I Medici per l'Ambiente: «O si cambia o si soccombe»

Compatti nello stigmatizzare un "sistema" che non solo fa acqua da tutte le parti ma che si ostina anche a volersi autoperpetrare per non ledere interessi acquisiti. Ma così non si può andare avanti, lo rimarcano i medici dell'associazione Isde che hanno diffuso un documento chiarissimo, il cui senso è: «O si cambia o si soccombe».

 

L’ultimo report dell’Intergovernative Panel of Climate Change ha ribadito la necessità di contenere il riscaldamento globale entro 1.5°C rispetto ai valori pre-industriali e che restano solo pochi decenni per raggiungere questo obiettivo, chiedendo l’applicazione di misure rapide, inedite e di ampia portata.

Gli eventi meteorici estremi ai quali ormai continuamente assistiamo e che comportano danni, vittime e costi rilevanti, sono una spia del rapido evolversi della situazione, ma anche della mancata capacità di resilienza del sistema attuale e dell’inefficienza in termini di misure di prevenzione primaria.

«È ormai ampiamente noto alla comunità scientifica internazionale che i cambiamenti climatici hanno numerose e ampie conseguenze sulla salute umana e che stiamo registrando un incremento continuo dei rischi e dei danni sanitari - spiegano i medici di Isde - Ma si continua a ignorare tutto questo, alimentando disuguaglianze e iniquità con decisioni che procedono in direzione contraria agli impegni internazionali ed al nostro stesso diritto di sopravvivenza, nonostante misure alternative possano comportare sviluppo sostenibile ed un ampio contenimento dei costi diretti e indiretti generati dalle modificazioni climatiche e dell’inquinamento ad esse associato».
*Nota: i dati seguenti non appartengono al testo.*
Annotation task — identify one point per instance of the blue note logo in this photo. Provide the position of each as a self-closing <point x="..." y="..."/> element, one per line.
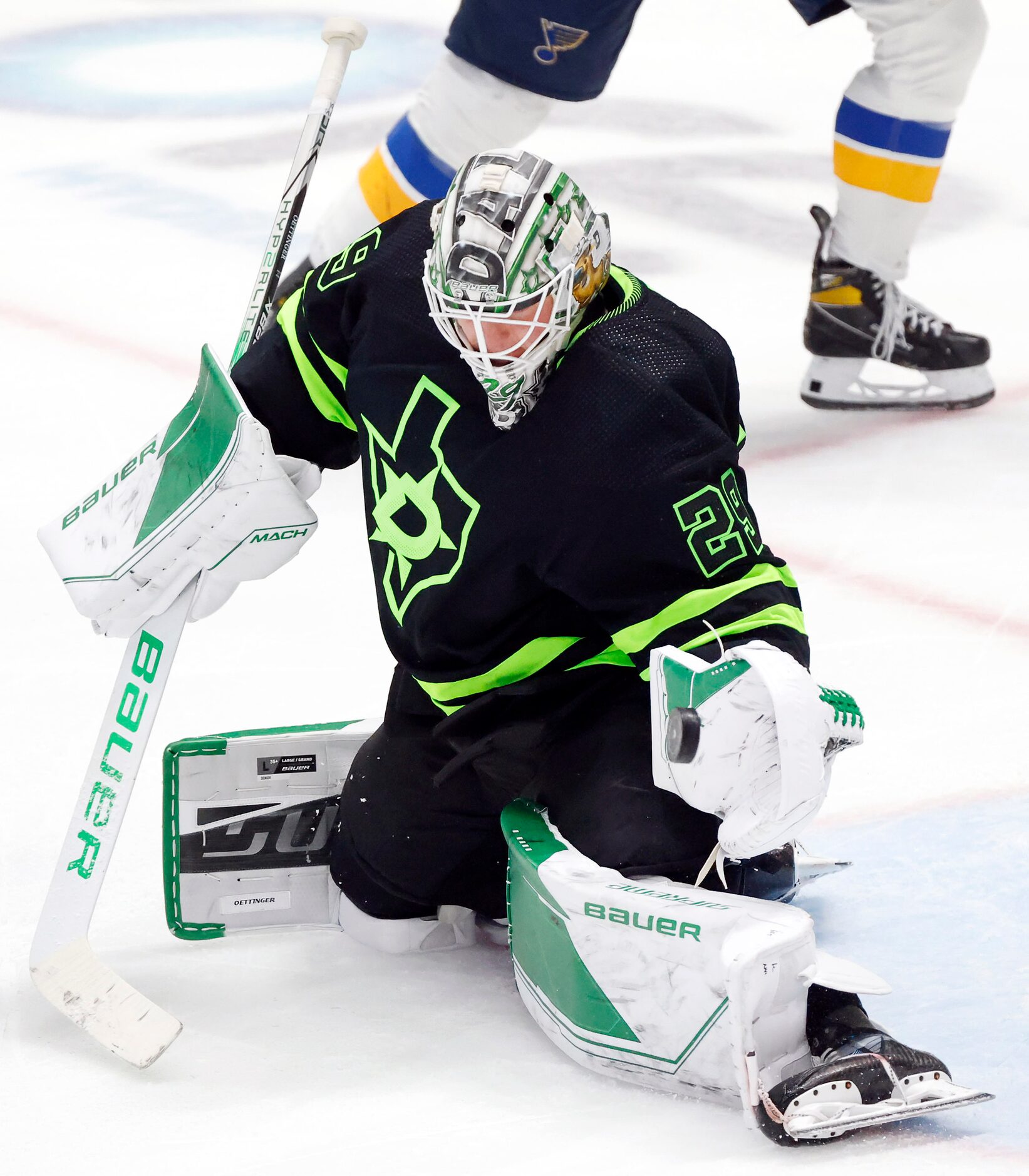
<point x="557" y="39"/>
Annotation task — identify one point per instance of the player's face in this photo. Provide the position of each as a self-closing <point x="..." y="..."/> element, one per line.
<point x="513" y="336"/>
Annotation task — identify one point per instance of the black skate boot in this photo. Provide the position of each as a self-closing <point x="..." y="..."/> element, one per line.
<point x="865" y="1078"/>
<point x="856" y="317"/>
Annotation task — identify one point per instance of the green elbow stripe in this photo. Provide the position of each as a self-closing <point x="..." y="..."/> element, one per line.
<point x="699" y="604"/>
<point x="778" y="614"/>
<point x="320" y="393"/>
<point x="527" y="661"/>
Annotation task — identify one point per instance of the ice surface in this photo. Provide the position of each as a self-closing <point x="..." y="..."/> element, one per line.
<point x="139" y="183"/>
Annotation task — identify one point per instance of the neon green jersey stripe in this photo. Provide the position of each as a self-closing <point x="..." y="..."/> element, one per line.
<point x="317" y="388"/>
<point x="695" y="604"/>
<point x="609" y="656"/>
<point x="529" y="659"/>
<point x="778" y="614"/>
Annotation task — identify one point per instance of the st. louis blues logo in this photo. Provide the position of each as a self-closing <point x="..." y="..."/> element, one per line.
<point x="557" y="39"/>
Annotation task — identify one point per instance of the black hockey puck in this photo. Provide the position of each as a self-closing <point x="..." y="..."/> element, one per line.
<point x="683" y="738"/>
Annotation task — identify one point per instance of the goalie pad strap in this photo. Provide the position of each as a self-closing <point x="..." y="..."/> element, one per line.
<point x="664" y="984"/>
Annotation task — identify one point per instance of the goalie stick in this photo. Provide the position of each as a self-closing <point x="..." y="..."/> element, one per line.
<point x="64" y="967"/>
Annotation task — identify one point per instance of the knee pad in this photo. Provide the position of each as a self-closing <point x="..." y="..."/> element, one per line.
<point x="453" y="927"/>
<point x="656" y="983"/>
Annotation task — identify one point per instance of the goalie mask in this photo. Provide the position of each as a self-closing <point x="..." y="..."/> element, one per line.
<point x="518" y="254"/>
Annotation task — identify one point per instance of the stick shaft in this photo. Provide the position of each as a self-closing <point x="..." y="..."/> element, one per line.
<point x="334" y="66"/>
<point x="110" y="776"/>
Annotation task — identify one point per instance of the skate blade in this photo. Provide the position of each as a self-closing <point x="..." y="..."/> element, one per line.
<point x="809" y="869"/>
<point x="866" y="384"/>
<point x="853" y="1118"/>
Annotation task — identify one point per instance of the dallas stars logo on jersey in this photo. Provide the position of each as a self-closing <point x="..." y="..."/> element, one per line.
<point x="421" y="513"/>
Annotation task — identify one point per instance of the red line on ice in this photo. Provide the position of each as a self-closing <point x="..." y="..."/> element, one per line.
<point x="96" y="340"/>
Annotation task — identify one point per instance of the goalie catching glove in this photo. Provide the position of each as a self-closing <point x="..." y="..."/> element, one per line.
<point x="207" y="497"/>
<point x="750" y="739"/>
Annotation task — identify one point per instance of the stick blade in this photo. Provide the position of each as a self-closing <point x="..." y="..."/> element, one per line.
<point x="78" y="983"/>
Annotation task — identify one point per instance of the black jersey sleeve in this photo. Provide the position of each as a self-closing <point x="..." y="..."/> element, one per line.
<point x="294" y="378"/>
<point x="655" y="535"/>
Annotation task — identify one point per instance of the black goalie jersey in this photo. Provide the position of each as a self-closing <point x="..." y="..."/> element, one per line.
<point x="612" y="519"/>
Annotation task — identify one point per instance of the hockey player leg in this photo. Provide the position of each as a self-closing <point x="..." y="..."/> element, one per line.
<point x="873" y="346"/>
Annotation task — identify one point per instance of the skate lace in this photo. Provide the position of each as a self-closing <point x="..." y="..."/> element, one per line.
<point x="900" y="313"/>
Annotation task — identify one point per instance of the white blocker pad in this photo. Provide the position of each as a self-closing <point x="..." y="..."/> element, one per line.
<point x="247" y="825"/>
<point x="762" y="745"/>
<point x="207" y="494"/>
<point x="656" y="983"/>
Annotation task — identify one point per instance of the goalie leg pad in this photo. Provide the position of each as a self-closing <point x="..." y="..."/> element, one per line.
<point x="660" y="983"/>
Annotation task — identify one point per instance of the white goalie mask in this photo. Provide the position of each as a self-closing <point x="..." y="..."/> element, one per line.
<point x="518" y="254"/>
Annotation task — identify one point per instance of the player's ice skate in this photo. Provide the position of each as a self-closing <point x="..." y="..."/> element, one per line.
<point x="873" y="1080"/>
<point x="874" y="347"/>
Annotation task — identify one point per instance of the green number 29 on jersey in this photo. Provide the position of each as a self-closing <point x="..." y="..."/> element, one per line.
<point x="719" y="527"/>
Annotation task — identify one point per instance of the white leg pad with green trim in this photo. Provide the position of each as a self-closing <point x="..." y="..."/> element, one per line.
<point x="247" y="823"/>
<point x="656" y="983"/>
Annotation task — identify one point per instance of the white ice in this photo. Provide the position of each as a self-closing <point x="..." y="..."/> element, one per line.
<point x="142" y="163"/>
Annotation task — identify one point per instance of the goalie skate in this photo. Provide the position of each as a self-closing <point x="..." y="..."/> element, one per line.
<point x="875" y="1081"/>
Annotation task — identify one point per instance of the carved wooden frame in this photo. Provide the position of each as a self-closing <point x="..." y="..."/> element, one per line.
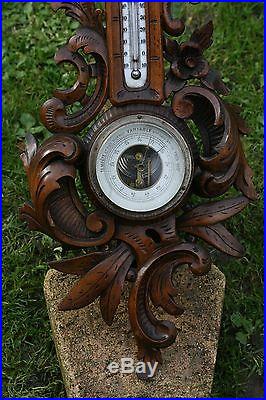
<point x="144" y="253"/>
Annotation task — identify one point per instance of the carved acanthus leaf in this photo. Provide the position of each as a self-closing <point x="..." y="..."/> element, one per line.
<point x="84" y="12"/>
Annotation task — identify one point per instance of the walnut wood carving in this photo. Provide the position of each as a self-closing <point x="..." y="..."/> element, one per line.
<point x="146" y="254"/>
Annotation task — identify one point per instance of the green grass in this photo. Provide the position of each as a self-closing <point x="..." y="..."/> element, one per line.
<point x="31" y="34"/>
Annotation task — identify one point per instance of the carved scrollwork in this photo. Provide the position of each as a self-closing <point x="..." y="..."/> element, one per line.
<point x="56" y="208"/>
<point x="88" y="39"/>
<point x="153" y="283"/>
<point x="148" y="252"/>
<point x="222" y="163"/>
<point x="84" y="12"/>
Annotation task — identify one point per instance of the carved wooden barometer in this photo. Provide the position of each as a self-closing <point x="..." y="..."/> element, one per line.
<point x="152" y="141"/>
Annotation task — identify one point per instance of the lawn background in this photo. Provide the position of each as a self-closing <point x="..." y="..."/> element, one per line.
<point x="31" y="35"/>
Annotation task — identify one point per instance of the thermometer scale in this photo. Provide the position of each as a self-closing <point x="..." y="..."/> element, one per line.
<point x="134" y="44"/>
<point x="134" y="38"/>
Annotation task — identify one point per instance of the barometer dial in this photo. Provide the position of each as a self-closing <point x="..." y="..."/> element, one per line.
<point x="139" y="164"/>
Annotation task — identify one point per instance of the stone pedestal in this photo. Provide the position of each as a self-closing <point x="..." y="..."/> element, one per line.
<point x="86" y="345"/>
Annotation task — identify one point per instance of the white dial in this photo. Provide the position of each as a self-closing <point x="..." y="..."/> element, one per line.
<point x="134" y="43"/>
<point x="142" y="163"/>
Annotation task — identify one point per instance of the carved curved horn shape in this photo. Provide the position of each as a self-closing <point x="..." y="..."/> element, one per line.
<point x="222" y="163"/>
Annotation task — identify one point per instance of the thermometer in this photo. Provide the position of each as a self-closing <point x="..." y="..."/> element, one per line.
<point x="134" y="44"/>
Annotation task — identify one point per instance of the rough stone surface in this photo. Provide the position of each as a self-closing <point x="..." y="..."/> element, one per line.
<point x="86" y="345"/>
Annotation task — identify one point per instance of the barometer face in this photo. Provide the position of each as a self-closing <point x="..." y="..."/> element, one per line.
<point x="139" y="165"/>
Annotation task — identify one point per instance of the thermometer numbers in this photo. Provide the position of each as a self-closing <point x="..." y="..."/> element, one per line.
<point x="134" y="44"/>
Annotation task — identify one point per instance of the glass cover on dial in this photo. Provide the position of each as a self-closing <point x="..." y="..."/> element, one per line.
<point x="139" y="167"/>
<point x="141" y="163"/>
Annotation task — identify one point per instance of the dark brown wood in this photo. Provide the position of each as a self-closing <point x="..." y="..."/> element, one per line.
<point x="153" y="91"/>
<point x="144" y="250"/>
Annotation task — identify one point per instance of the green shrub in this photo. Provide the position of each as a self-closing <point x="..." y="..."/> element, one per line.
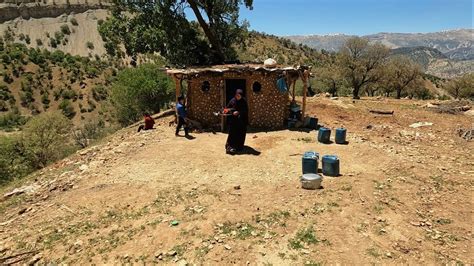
<point x="5" y="93"/>
<point x="12" y="162"/>
<point x="67" y="109"/>
<point x="90" y="45"/>
<point x="45" y="138"/>
<point x="138" y="90"/>
<point x="99" y="93"/>
<point x="57" y="56"/>
<point x="3" y="106"/>
<point x="58" y="35"/>
<point x="45" y="98"/>
<point x="74" y="22"/>
<point x="53" y="43"/>
<point x="88" y="131"/>
<point x="65" y="29"/>
<point x="6" y="59"/>
<point x="36" y="57"/>
<point x="69" y="94"/>
<point x="12" y="120"/>
<point x="26" y="98"/>
<point x="7" y="78"/>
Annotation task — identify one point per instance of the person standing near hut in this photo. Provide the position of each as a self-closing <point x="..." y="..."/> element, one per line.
<point x="238" y="122"/>
<point x="181" y="110"/>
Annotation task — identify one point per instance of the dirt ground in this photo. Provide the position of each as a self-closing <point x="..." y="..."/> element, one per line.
<point x="405" y="195"/>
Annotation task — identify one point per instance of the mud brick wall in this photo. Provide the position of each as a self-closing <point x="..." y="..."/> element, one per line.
<point x="267" y="108"/>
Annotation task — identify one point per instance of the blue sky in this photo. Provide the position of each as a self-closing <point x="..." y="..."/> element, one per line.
<point x="360" y="17"/>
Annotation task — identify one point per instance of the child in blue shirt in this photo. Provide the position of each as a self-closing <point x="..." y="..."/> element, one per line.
<point x="181" y="110"/>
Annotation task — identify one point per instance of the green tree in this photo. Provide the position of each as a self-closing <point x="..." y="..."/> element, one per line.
<point x="67" y="109"/>
<point x="12" y="161"/>
<point x="162" y="26"/>
<point x="45" y="138"/>
<point x="138" y="90"/>
<point x="401" y="73"/>
<point x="360" y="63"/>
<point x="331" y="78"/>
<point x="65" y="29"/>
<point x="462" y="87"/>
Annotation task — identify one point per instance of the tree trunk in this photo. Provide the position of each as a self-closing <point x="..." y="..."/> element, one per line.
<point x="355" y="92"/>
<point x="216" y="45"/>
<point x="399" y="93"/>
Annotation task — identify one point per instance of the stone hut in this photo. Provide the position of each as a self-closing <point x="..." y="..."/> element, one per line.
<point x="209" y="89"/>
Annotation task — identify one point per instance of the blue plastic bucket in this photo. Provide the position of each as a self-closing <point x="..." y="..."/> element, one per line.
<point x="313" y="123"/>
<point x="310" y="162"/>
<point x="330" y="165"/>
<point x="341" y="135"/>
<point x="324" y="135"/>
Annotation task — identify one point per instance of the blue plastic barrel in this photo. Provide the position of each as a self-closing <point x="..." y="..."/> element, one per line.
<point x="310" y="162"/>
<point x="330" y="165"/>
<point x="324" y="135"/>
<point x="313" y="123"/>
<point x="341" y="135"/>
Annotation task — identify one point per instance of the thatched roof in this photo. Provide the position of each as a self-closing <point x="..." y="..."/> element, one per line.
<point x="232" y="68"/>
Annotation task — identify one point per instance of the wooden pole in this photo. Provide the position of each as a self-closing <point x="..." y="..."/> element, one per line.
<point x="305" y="88"/>
<point x="178" y="93"/>
<point x="294" y="91"/>
<point x="178" y="87"/>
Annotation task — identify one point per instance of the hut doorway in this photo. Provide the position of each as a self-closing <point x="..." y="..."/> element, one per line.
<point x="231" y="85"/>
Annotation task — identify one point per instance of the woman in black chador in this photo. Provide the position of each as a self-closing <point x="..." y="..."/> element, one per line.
<point x="237" y="123"/>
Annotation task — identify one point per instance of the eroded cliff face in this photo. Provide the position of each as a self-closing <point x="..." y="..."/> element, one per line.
<point x="26" y="9"/>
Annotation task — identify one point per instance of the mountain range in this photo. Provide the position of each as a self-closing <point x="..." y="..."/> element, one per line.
<point x="445" y="54"/>
<point x="455" y="44"/>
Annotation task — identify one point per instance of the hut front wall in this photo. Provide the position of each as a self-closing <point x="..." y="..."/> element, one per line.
<point x="267" y="108"/>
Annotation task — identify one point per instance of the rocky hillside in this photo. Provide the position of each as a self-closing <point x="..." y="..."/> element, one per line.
<point x="35" y="81"/>
<point x="260" y="46"/>
<point x="71" y="28"/>
<point x="446" y="54"/>
<point x="26" y="9"/>
<point x="455" y="44"/>
<point x="436" y="63"/>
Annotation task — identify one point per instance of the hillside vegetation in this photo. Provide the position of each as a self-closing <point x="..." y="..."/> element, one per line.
<point x="36" y="81"/>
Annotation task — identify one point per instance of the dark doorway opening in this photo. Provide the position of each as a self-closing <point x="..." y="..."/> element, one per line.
<point x="231" y="85"/>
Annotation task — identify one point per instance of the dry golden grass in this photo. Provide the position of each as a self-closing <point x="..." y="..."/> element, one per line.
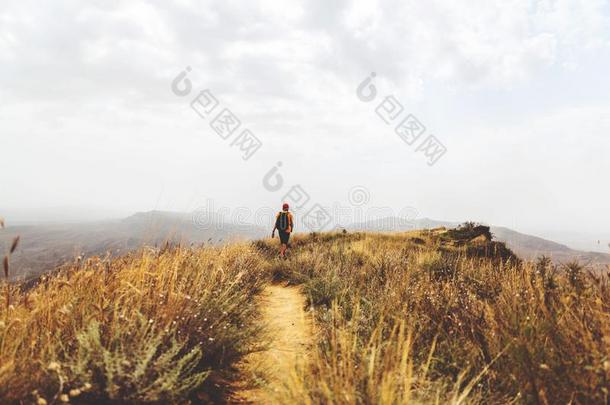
<point x="419" y="317"/>
<point x="149" y="327"/>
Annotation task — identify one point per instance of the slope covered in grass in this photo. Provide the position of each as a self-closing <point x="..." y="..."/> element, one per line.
<point x="149" y="327"/>
<point x="419" y="317"/>
<point x="446" y="316"/>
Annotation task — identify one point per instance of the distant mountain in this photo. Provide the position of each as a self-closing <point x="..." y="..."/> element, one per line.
<point x="526" y="246"/>
<point x="44" y="247"/>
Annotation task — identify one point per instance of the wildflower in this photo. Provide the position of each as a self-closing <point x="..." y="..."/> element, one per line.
<point x="75" y="392"/>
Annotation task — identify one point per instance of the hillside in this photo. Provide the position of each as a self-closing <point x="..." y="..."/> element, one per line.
<point x="445" y="316"/>
<point x="46" y="246"/>
<point x="526" y="246"/>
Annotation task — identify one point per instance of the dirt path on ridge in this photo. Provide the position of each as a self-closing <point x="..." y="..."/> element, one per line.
<point x="290" y="334"/>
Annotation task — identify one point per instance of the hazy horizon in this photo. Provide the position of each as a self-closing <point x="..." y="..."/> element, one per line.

L'associazione Medici per l'Ambiente - Isde nel Position Paper diffuso ufficialmente analizza anche gli scenari che abbiamo di fronte:

- Si stima che le attività umane abbiano già causato un incremento pari a circa 1.0°C del riscaldamento globale rispetto ai livelli pre-industriali (range di variabilità compreso tra 0.8°C e 1.2°C) e che si raggiugerà un incremento pari a 1.5°C tra il 2030 e il 2050 se dovesse continuare la tendenza attuale.

- L’incremento della temperatura globale causato dalle emissioni antropogeniche a partire dall’era pre-industriale persisterà per secoli o millenni e continuerà a generare effetti ulteriori a lungo termine nel sistema climatico (ad esempio aumento del livello dei mari) e relative conseguenze, ma queste emissioni da sole non sembrano in grado di generare un ulteriore incremento di 1.5°C.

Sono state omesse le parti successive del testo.